THE Wilderness Committee isn't easing up in its efforts to derail a plan by Omnitrax to begin shipping oil through the northern Manitoba Port of Churchill.
The environmental group is holding as many as five town hall meetings over the next two weeks to discuss the controversial plan, which would see the U.S.-based railway ship oil by rail from Alberta and the north-central United States to Churchill, where it would be loaded onto tanker ships bound for oil refineries in Europe and the east coast of North America.
The committee has been one of the most vocal opponents of the plan, fearing a train derailment and oil spill could have a devastating impact on the North's fragile ecosystem and on Churchill's critical tourism industry.
And just because an Omnitrax test shipment planned for later this month has been postponed until next year is no reason for the committee to ease up on its efforts to block the plan, its Manitoba campaign director said Monday.
"Information (about the plan and its potential implications) isn't there for a lot of people," Eric Reder said in an interview. "And people want to come out and make sure their voices are heard and to help out with this.
Reder said dates have been confirmed for three town hall sessions, and tentative dates have been set for two others.
The first meeting is scheduled for tonight from 7 p.m. to 9 p.m. at the University of Winnipeg's Eckhardt-Gramatte Hall. The other two confirmed sessions are set for Oct. 15 in Thompson and Oct. 18 in Churchill, and the two tentative sessions are for Oct. 14 on the Opaskwayak Cree Nation in The Pas and Oct. 20 in Wabowden.
Omnitrax president and chief operating officer Darcy Brede said last week the trial shipment of 330,000 barrels of light sweet crude has been postponed until next July or August to allow for further consultations with First Nations and other communities.

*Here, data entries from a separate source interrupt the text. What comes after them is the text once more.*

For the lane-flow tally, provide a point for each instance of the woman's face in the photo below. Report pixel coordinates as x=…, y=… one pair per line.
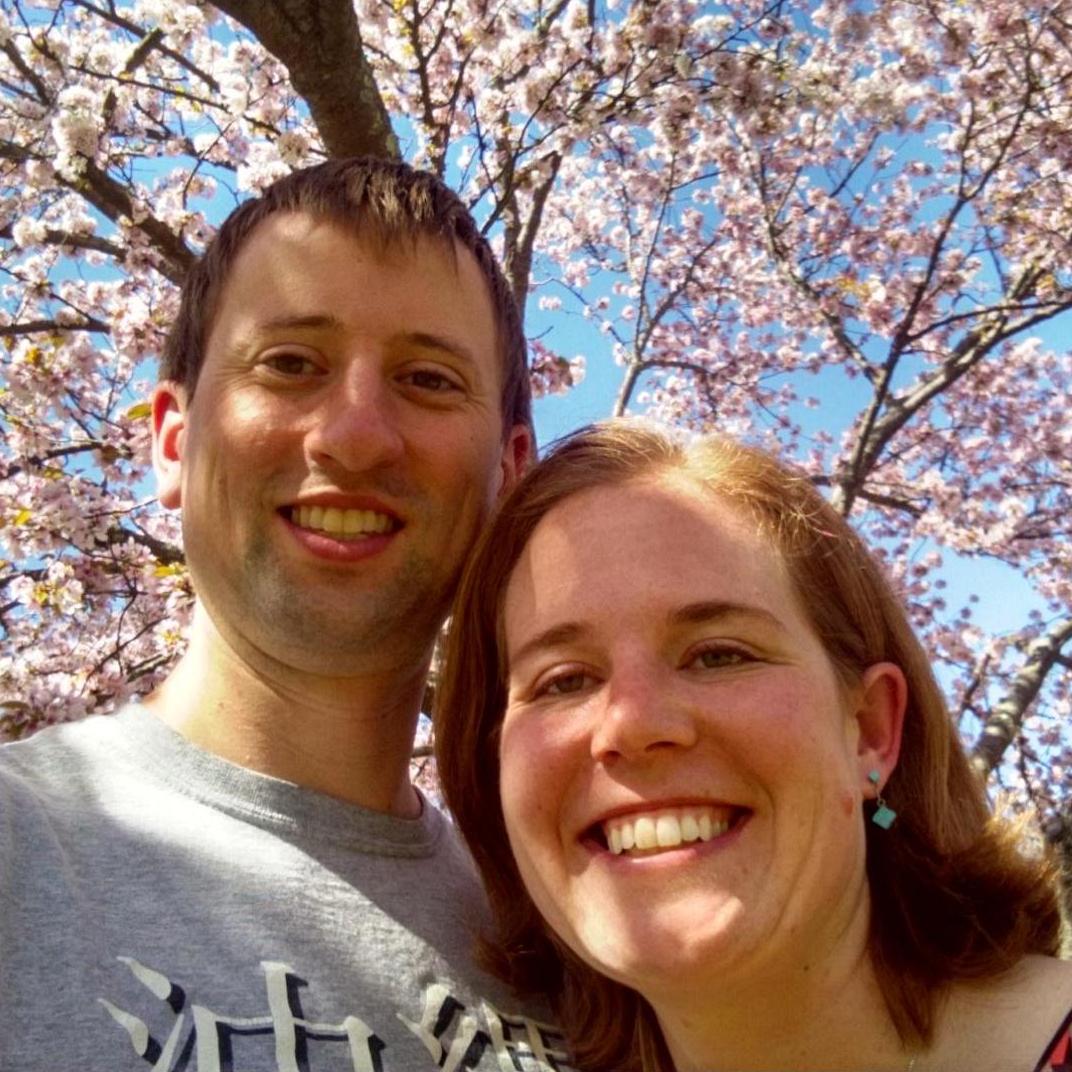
x=667, y=693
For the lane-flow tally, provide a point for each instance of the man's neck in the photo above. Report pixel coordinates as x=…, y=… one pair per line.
x=347, y=737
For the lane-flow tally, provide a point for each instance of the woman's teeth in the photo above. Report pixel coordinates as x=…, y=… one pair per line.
x=665, y=829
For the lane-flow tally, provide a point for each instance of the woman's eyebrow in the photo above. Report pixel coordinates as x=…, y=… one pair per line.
x=713, y=610
x=562, y=633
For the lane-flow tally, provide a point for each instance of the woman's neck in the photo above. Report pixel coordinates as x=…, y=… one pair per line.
x=825, y=1016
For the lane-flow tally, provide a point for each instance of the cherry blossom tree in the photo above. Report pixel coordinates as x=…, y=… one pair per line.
x=839, y=228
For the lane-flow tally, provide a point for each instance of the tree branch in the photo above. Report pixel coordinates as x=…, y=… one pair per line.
x=319, y=44
x=1008, y=715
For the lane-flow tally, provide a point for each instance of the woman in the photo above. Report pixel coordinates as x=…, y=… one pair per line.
x=744, y=834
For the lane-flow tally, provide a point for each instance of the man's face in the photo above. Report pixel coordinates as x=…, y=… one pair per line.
x=342, y=448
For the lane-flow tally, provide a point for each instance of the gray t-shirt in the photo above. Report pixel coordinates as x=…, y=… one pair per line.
x=163, y=908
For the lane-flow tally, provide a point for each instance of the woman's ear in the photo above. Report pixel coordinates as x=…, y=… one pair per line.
x=168, y=436
x=881, y=699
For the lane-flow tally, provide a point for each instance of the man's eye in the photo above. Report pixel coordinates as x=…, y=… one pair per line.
x=292, y=365
x=429, y=380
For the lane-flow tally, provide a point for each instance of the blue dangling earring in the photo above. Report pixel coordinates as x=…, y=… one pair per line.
x=883, y=815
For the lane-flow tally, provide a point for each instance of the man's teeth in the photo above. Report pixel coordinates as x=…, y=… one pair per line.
x=339, y=522
x=665, y=829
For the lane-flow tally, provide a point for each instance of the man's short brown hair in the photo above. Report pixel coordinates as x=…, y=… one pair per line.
x=387, y=201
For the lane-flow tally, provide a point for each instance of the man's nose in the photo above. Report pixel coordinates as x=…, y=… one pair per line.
x=642, y=717
x=358, y=423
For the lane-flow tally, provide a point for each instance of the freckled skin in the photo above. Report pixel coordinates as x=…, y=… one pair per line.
x=629, y=706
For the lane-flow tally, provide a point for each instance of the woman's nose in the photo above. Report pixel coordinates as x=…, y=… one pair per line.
x=641, y=717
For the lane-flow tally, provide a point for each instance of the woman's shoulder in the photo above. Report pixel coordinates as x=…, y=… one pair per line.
x=1053, y=976
x=1018, y=1022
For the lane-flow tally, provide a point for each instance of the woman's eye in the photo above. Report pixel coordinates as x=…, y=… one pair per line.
x=713, y=658
x=564, y=684
x=292, y=365
x=429, y=380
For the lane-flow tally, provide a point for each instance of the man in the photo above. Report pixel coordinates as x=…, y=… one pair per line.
x=237, y=874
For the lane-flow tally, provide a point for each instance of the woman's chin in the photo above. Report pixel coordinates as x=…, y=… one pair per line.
x=659, y=950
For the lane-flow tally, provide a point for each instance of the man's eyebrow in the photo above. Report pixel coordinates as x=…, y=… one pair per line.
x=446, y=343
x=427, y=340
x=300, y=321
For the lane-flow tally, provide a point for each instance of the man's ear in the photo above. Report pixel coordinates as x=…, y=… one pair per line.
x=881, y=699
x=168, y=436
x=518, y=455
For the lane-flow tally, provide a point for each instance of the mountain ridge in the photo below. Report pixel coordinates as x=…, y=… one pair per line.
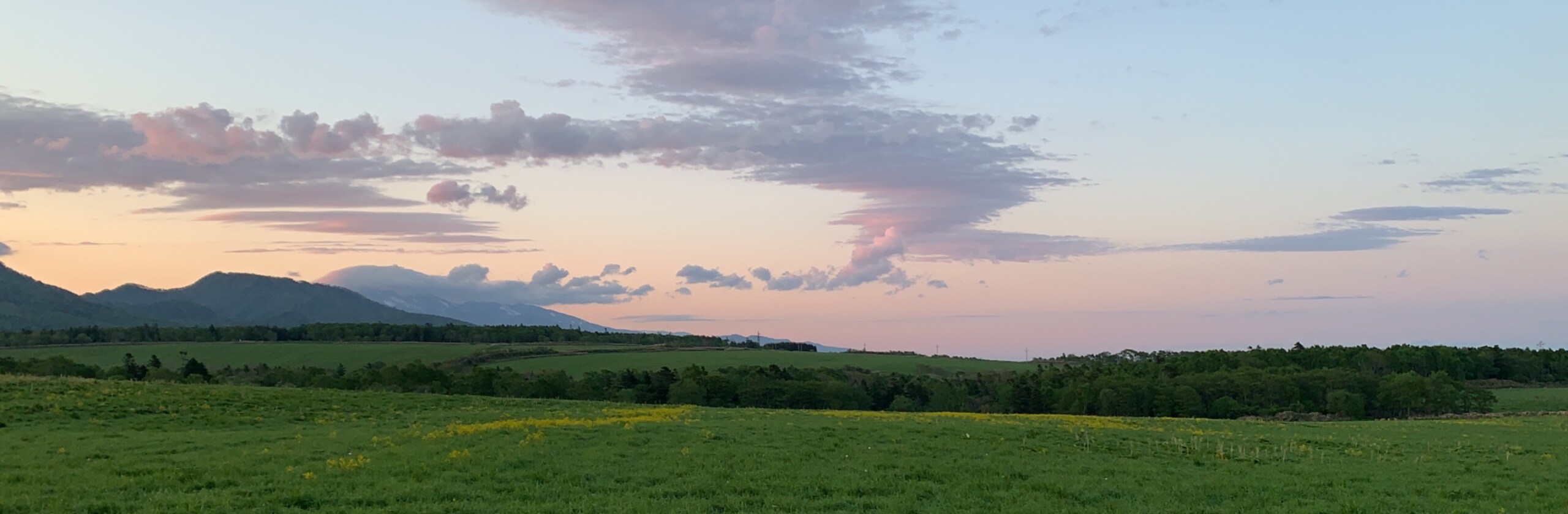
x=242, y=298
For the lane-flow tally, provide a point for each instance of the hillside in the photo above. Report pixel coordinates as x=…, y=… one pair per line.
x=237, y=298
x=197, y=449
x=237, y=355
x=739, y=356
x=32, y=305
x=480, y=312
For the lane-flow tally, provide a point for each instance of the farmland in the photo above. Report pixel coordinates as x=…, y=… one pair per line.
x=1531, y=398
x=77, y=445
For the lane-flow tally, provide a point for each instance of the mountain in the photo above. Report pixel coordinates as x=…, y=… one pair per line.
x=769, y=341
x=32, y=305
x=480, y=312
x=239, y=298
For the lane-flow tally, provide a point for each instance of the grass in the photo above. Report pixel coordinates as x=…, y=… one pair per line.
x=1531, y=400
x=236, y=355
x=77, y=445
x=731, y=358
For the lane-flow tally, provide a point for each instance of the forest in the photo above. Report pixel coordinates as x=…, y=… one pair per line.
x=352, y=333
x=1340, y=381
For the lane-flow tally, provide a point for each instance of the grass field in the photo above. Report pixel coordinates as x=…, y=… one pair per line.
x=1531, y=400
x=77, y=445
x=729, y=358
x=237, y=355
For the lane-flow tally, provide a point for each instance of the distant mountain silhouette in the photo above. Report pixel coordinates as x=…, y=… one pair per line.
x=239, y=298
x=480, y=312
x=32, y=305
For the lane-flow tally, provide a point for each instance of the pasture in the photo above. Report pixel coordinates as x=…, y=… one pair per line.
x=678, y=359
x=76, y=445
x=1531, y=398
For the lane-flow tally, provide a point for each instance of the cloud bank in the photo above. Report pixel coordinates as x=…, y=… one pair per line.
x=549, y=286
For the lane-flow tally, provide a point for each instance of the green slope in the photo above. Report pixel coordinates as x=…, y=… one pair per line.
x=736, y=356
x=134, y=447
x=32, y=305
x=1531, y=398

But he said Omnitrax is still committed to diversifying into the handling of crude oil to help ensure the long-term viability of the port and the Hudson Bay Railway, which it also owns and operates. And regular shipments of oil could begin as early as next fall, he added.
Manitoba Infrastructure and Transportation Minister Steve Ashton said several weeks ago the Manitoba government has withdrawn its support of for the Omnitrax plan because it's too risky to the environment and residents of the North.
The change in position caught Omnitrax officials by surprise, and company officials met with Ashton on Monday to discuss the situation. Neither Brede nor Ashton could be reached later for comment on what transpired at the meeting.
Tuesday evening's town hall session will be co-hosted by the University of Winnipeg Students Association's Ecological People in Action and the Geography and Environmental Students Association. Guest speakers will include Reder and Douglas Clark, an assistant professor at the University of Saskatchewan School of Environment and Sustainability and chief warden of Wapusk National Park.